I’m up to date in my Batgirl (by Gail Simone) trades, so first thing’s first, a quick review. I’m treating both second and third volumes as a single entity for now, not just because I read them back to back, but because both meld very well together without so much as a hiccup.

No, the hiccup occurs near the beginning to the middle of Batgirl: Death of the Family (the third volume) when Simone’s storyline takes Batgirl on a detour back into the Joker’s clutches. All well and good, I guess, in the big scheme of things, but I didn’t appreciate the distraction from the Court of Owls business, her psychopathic brother (and other family goings-on), and the general her coming into her own as an independent superhero. Death of the Family pulls her character development up short and puts her right back in the shadow of Batman, Nightwing, and Robin.

I’m digging the lone, female hero. Batgirl’s finally on her own. Leave her there to progress down her own path. So, no, I wasn’t very happy with that. Frankly, I think throwing the Joker back into the mix just ends being both a red-herring and a shill to attract readers too new they have no idea that the Joker is actually much more frightening when his face is still attached to his head. ‘Course, I’ve never been one for the explicit gore and horror, monsters are much more frightening when you’re not sure if they’re wearing a mask or not.

The second volume was fine; I quite liked it, actually. The third one just went too far off the rails for my taste. It just smacks of emotional manipulation and laziness. Until, of course, we get back to the Court of Owls (which is gads more interesting) and James Gordon, Jr.

Pushing away from my review, I’m going to touch on the meatier aspects of Batgirl and the Bat-‘verse. The over-arching theme in the Batman comics, and the comics that spin-off from them, is “family.” For a long time, Batman has been about the importance of any kind of family, including the ones to which you’re not actually blood-related (sometimes especially that kind of family). In the New 52 Batgirl, when we ignore the banal generality of the Joker digression, we see the destruction of all family and belonging. This destruction takes the form of both figurative and literal, through lack of trust,  actual blood-shed, and even protectiveness.
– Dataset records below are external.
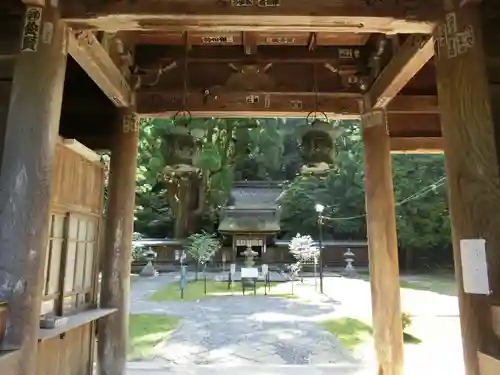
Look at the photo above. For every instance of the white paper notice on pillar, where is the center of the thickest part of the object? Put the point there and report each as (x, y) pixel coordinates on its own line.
(265, 269)
(474, 266)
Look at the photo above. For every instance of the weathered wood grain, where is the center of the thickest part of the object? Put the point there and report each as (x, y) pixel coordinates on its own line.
(76, 182)
(417, 145)
(117, 252)
(488, 365)
(416, 51)
(97, 63)
(390, 17)
(383, 250)
(30, 138)
(470, 121)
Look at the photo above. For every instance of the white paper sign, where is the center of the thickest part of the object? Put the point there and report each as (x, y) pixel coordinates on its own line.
(265, 269)
(249, 272)
(474, 266)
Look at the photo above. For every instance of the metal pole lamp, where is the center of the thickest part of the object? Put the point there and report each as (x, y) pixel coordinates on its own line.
(319, 209)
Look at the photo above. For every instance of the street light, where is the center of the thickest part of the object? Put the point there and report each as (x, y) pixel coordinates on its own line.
(319, 209)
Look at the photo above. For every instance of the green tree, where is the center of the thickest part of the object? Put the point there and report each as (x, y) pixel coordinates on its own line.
(201, 247)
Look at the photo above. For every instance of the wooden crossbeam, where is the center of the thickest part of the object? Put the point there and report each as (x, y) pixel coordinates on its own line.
(495, 318)
(156, 103)
(417, 145)
(488, 365)
(416, 51)
(96, 62)
(148, 58)
(390, 17)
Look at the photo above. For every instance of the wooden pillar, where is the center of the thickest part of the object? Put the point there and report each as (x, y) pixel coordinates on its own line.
(115, 285)
(30, 138)
(382, 245)
(467, 56)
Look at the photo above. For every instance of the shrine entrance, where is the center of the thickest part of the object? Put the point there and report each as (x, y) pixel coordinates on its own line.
(422, 76)
(256, 244)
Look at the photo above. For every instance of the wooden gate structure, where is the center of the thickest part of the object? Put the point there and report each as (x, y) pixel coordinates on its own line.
(422, 74)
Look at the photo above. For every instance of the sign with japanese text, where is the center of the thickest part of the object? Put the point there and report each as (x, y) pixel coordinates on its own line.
(31, 29)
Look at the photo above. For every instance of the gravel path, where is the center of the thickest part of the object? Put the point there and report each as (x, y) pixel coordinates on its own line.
(238, 330)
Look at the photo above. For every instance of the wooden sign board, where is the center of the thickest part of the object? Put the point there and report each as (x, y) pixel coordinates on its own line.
(249, 272)
(349, 53)
(280, 40)
(259, 3)
(241, 3)
(31, 29)
(217, 39)
(252, 99)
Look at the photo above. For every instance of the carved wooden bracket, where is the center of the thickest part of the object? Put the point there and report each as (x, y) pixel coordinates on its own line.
(250, 78)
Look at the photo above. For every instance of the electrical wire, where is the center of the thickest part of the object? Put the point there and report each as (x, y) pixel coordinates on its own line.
(432, 187)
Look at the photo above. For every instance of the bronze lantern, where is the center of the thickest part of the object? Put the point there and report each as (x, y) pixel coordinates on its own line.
(317, 146)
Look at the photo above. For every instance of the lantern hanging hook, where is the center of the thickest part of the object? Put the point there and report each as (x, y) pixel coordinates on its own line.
(185, 112)
(315, 113)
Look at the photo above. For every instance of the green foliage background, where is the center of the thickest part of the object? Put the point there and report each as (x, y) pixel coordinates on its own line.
(266, 149)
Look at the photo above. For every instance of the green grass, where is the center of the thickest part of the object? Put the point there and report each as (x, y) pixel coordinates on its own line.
(350, 332)
(353, 332)
(440, 283)
(195, 291)
(146, 331)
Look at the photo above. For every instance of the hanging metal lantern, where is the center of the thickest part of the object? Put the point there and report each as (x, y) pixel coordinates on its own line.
(317, 145)
(182, 147)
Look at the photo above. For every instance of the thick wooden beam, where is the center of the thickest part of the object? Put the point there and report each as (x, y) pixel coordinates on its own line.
(390, 17)
(488, 365)
(96, 62)
(495, 318)
(235, 38)
(30, 139)
(153, 103)
(5, 89)
(235, 54)
(470, 119)
(347, 105)
(414, 104)
(416, 51)
(115, 284)
(417, 145)
(382, 246)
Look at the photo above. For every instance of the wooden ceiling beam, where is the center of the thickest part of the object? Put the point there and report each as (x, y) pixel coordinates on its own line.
(417, 145)
(415, 52)
(225, 38)
(86, 50)
(150, 57)
(231, 103)
(389, 17)
(402, 125)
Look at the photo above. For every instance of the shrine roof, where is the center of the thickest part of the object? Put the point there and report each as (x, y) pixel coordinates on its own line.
(249, 224)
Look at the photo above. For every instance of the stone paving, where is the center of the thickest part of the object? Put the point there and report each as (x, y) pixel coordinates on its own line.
(242, 330)
(275, 336)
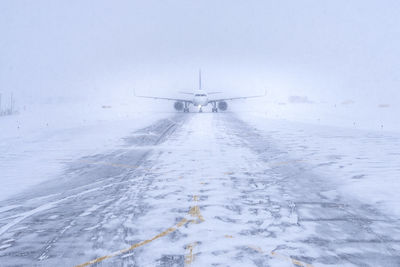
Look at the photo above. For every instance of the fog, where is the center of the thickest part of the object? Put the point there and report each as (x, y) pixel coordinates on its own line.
(334, 52)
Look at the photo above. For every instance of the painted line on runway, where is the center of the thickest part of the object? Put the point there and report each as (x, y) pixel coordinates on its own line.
(164, 233)
(189, 257)
(193, 211)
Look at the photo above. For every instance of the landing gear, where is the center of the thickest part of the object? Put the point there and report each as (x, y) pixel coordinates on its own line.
(186, 108)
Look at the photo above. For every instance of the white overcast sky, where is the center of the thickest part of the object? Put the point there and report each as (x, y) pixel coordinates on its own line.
(327, 50)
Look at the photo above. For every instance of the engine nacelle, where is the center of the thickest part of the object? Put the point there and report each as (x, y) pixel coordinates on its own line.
(178, 106)
(222, 105)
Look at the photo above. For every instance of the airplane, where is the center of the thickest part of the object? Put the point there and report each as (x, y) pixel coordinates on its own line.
(200, 99)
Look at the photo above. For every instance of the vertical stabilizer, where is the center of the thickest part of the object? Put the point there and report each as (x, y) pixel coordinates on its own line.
(199, 79)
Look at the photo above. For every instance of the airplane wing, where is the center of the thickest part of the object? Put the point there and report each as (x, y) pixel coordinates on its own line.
(235, 98)
(164, 98)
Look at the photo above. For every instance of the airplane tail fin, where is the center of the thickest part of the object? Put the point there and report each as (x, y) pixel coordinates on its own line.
(200, 79)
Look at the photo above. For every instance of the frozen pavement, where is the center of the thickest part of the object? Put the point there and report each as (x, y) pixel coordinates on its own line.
(195, 190)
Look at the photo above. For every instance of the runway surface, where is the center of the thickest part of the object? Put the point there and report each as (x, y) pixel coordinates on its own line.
(194, 190)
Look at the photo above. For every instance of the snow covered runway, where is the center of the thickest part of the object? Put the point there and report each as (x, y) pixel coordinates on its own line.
(194, 190)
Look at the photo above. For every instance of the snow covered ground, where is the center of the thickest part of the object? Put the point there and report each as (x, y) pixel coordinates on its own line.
(364, 164)
(201, 190)
(36, 144)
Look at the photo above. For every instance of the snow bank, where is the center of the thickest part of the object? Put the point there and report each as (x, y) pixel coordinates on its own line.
(35, 145)
(364, 164)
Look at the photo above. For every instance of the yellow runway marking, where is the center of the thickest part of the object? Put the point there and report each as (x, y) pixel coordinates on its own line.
(166, 232)
(194, 212)
(189, 258)
(282, 256)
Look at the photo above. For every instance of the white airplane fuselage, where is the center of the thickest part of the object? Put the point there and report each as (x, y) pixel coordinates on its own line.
(200, 98)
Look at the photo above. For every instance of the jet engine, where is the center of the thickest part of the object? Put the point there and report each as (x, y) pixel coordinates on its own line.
(178, 106)
(222, 105)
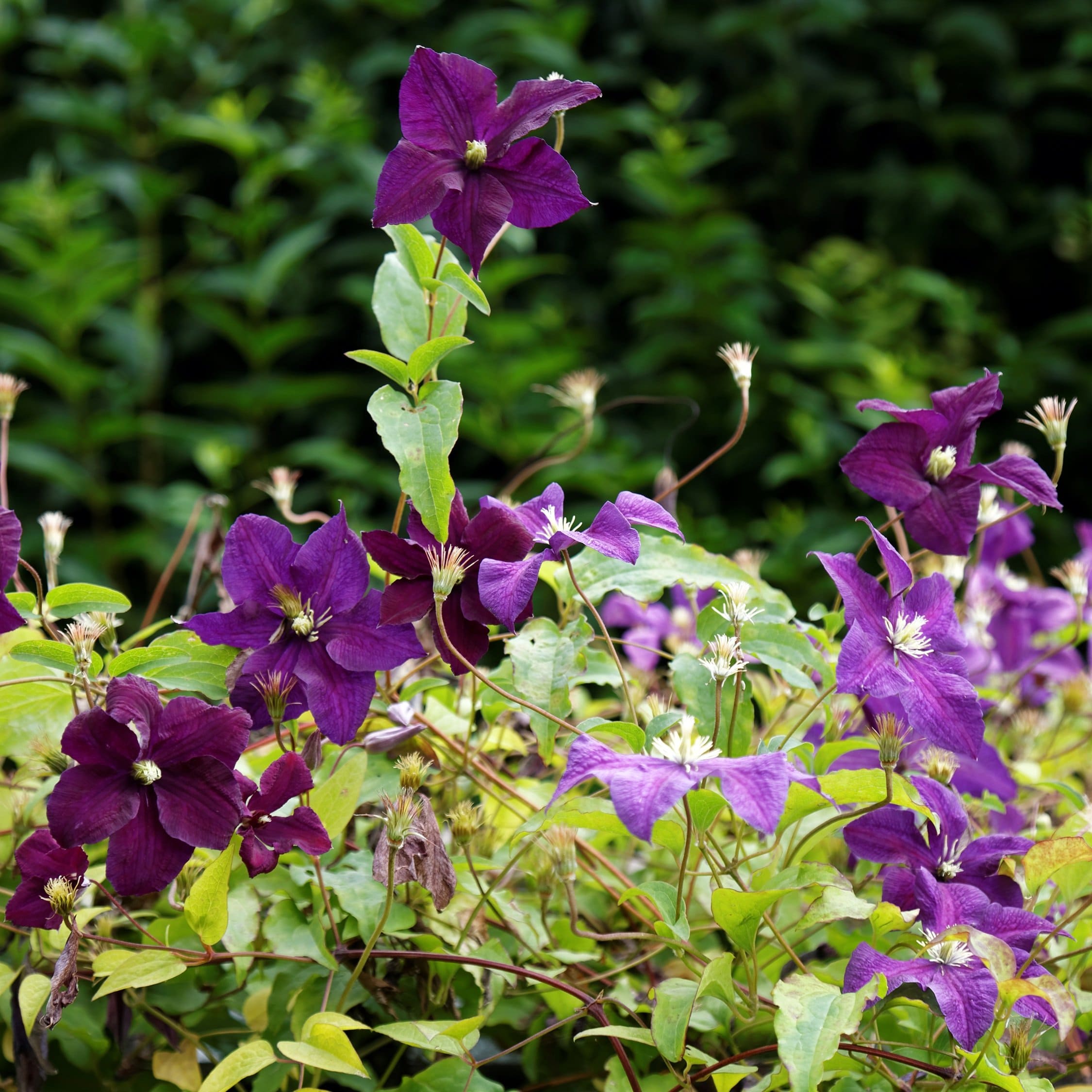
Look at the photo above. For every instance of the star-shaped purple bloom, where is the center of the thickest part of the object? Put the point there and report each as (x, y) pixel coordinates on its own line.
(906, 645)
(461, 158)
(644, 788)
(495, 533)
(507, 587)
(921, 464)
(11, 533)
(41, 860)
(307, 613)
(267, 836)
(155, 780)
(892, 837)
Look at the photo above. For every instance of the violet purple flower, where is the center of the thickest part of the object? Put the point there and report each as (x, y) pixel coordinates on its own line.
(892, 837)
(645, 787)
(155, 780)
(495, 533)
(11, 533)
(267, 836)
(507, 587)
(921, 464)
(50, 875)
(906, 645)
(307, 614)
(461, 156)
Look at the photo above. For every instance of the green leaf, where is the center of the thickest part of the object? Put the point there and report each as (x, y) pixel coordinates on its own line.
(811, 1019)
(147, 968)
(207, 905)
(421, 438)
(335, 800)
(544, 661)
(66, 601)
(245, 1062)
(389, 366)
(427, 356)
(673, 999)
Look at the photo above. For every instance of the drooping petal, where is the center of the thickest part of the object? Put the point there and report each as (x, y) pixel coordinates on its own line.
(258, 553)
(143, 858)
(90, 803)
(339, 699)
(531, 105)
(359, 643)
(446, 101)
(472, 217)
(199, 803)
(331, 568)
(542, 188)
(413, 182)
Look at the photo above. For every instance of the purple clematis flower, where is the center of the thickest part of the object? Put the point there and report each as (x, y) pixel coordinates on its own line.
(964, 990)
(645, 787)
(461, 158)
(507, 587)
(495, 533)
(155, 780)
(892, 837)
(906, 645)
(11, 534)
(307, 614)
(921, 464)
(44, 866)
(267, 836)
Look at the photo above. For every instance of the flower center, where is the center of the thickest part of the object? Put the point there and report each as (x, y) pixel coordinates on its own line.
(942, 463)
(907, 637)
(477, 152)
(147, 772)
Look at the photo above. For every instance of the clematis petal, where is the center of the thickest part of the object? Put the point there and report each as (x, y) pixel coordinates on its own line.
(90, 803)
(257, 555)
(506, 588)
(413, 182)
(542, 188)
(339, 699)
(359, 643)
(446, 101)
(142, 857)
(331, 568)
(199, 803)
(531, 105)
(472, 217)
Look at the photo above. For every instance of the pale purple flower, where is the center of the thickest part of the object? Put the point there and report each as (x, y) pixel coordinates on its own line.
(903, 644)
(461, 156)
(921, 464)
(507, 587)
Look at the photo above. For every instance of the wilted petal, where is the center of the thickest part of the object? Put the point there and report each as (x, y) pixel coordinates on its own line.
(413, 182)
(542, 188)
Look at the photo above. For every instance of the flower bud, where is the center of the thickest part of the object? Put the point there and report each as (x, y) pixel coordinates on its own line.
(10, 390)
(1051, 417)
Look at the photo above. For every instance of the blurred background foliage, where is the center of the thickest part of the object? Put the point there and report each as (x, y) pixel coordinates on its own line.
(886, 196)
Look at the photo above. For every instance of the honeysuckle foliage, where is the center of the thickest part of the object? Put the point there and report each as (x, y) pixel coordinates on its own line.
(532, 791)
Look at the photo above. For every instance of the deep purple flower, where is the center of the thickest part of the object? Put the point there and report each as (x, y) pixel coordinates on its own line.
(645, 787)
(496, 533)
(461, 158)
(507, 587)
(45, 867)
(155, 780)
(307, 613)
(267, 836)
(892, 837)
(921, 464)
(905, 645)
(11, 533)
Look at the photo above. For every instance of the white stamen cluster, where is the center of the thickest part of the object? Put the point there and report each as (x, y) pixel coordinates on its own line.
(907, 637)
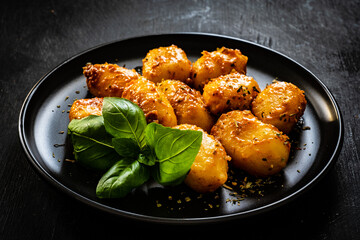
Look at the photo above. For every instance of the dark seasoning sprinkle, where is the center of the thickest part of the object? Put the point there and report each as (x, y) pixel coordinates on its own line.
(239, 185)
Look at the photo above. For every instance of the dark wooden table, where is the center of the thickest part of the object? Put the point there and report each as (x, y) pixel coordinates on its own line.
(36, 36)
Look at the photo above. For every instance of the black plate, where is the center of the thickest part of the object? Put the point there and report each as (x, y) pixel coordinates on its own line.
(44, 116)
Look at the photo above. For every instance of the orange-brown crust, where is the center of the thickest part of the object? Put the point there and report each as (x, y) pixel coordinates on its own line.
(209, 170)
(166, 63)
(280, 104)
(188, 104)
(84, 107)
(108, 80)
(217, 63)
(151, 100)
(256, 147)
(233, 91)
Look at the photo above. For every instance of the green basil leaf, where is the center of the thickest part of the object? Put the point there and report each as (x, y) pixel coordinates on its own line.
(92, 144)
(175, 151)
(121, 178)
(147, 159)
(126, 147)
(124, 119)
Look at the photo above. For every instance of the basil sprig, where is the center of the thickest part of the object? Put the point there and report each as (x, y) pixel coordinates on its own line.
(121, 143)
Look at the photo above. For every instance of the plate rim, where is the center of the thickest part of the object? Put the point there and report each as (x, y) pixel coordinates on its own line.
(148, 218)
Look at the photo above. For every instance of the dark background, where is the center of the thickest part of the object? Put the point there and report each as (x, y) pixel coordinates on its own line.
(36, 36)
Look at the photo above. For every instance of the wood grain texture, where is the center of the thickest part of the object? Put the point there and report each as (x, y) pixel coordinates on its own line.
(36, 36)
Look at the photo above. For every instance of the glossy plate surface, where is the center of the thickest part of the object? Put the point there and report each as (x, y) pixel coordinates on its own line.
(43, 125)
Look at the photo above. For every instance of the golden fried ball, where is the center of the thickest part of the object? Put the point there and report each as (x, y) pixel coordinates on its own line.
(280, 104)
(216, 63)
(234, 91)
(84, 107)
(151, 100)
(166, 63)
(188, 104)
(256, 147)
(209, 170)
(108, 80)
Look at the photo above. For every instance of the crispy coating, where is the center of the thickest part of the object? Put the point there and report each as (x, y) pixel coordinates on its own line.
(216, 63)
(188, 104)
(256, 147)
(234, 91)
(84, 107)
(108, 80)
(209, 170)
(280, 104)
(166, 63)
(151, 100)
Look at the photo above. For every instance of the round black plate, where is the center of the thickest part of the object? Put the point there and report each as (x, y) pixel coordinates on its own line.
(43, 125)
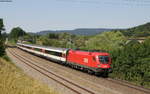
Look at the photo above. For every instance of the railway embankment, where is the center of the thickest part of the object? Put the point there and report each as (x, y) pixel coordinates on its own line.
(14, 81)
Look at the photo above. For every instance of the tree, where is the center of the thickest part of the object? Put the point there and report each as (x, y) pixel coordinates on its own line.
(16, 33)
(106, 41)
(1, 26)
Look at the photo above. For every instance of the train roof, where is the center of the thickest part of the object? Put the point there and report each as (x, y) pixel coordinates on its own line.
(45, 47)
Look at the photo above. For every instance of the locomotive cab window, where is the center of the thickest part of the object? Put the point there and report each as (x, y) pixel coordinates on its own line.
(104, 59)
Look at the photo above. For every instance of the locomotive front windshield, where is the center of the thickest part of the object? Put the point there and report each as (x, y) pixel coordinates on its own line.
(104, 59)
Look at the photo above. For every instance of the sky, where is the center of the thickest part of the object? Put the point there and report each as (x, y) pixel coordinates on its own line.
(38, 15)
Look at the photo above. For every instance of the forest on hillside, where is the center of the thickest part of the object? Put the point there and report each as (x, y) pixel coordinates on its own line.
(131, 59)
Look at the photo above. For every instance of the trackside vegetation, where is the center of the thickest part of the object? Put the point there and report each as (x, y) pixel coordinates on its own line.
(12, 79)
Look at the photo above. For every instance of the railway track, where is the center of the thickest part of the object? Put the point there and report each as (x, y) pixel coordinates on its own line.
(37, 67)
(125, 83)
(145, 91)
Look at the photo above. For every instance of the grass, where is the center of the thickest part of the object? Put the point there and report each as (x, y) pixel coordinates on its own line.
(14, 81)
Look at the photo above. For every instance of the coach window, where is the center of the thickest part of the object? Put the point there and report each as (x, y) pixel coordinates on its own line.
(53, 53)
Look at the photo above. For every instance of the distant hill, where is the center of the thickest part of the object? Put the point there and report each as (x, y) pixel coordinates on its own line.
(138, 31)
(81, 31)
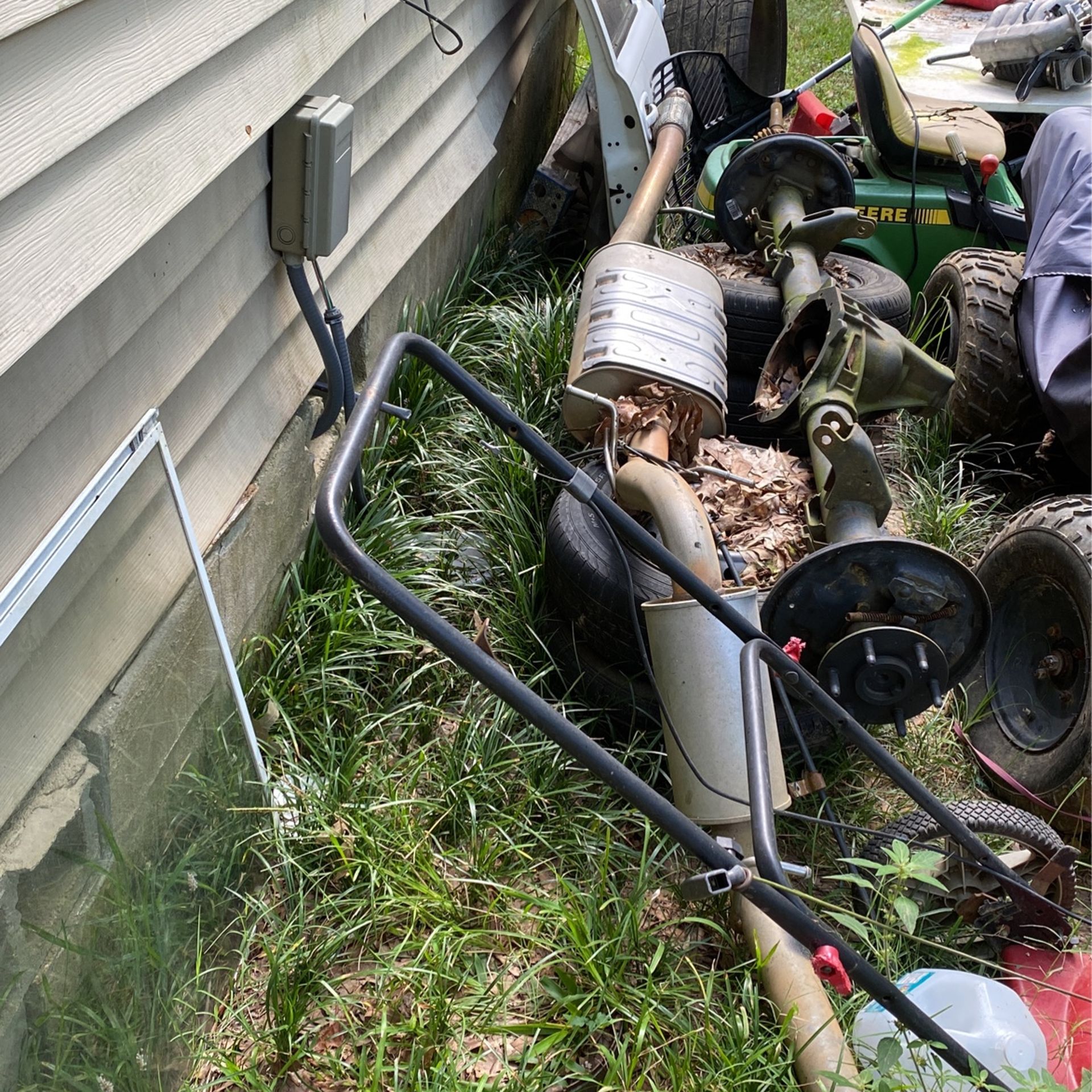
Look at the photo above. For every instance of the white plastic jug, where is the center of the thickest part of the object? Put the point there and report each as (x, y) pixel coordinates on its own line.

It’s very interesting. In fact, I wonder if it is behaving this way to spotlight the fear that may or may not be an undercurrent in American society, that such belonging 1) is tenuous and fragile, and 2) actually may never have existed in the first place. I would think that the name of the third volume A Death in the Family is really the only good thing to come of the joker subplot, because it is very thematic, telling, enigmatic, and, in the case of the Batgirl addition to the multi-volume storyline, quite poignant.

I like to think that Simone may have been taking back her story by utilizing the title in this way, instead of letting the Joker-plot overshadow the character development Batgirl/Barbara Gordon has been making. I hope that the following issues resume where Simone intended to go.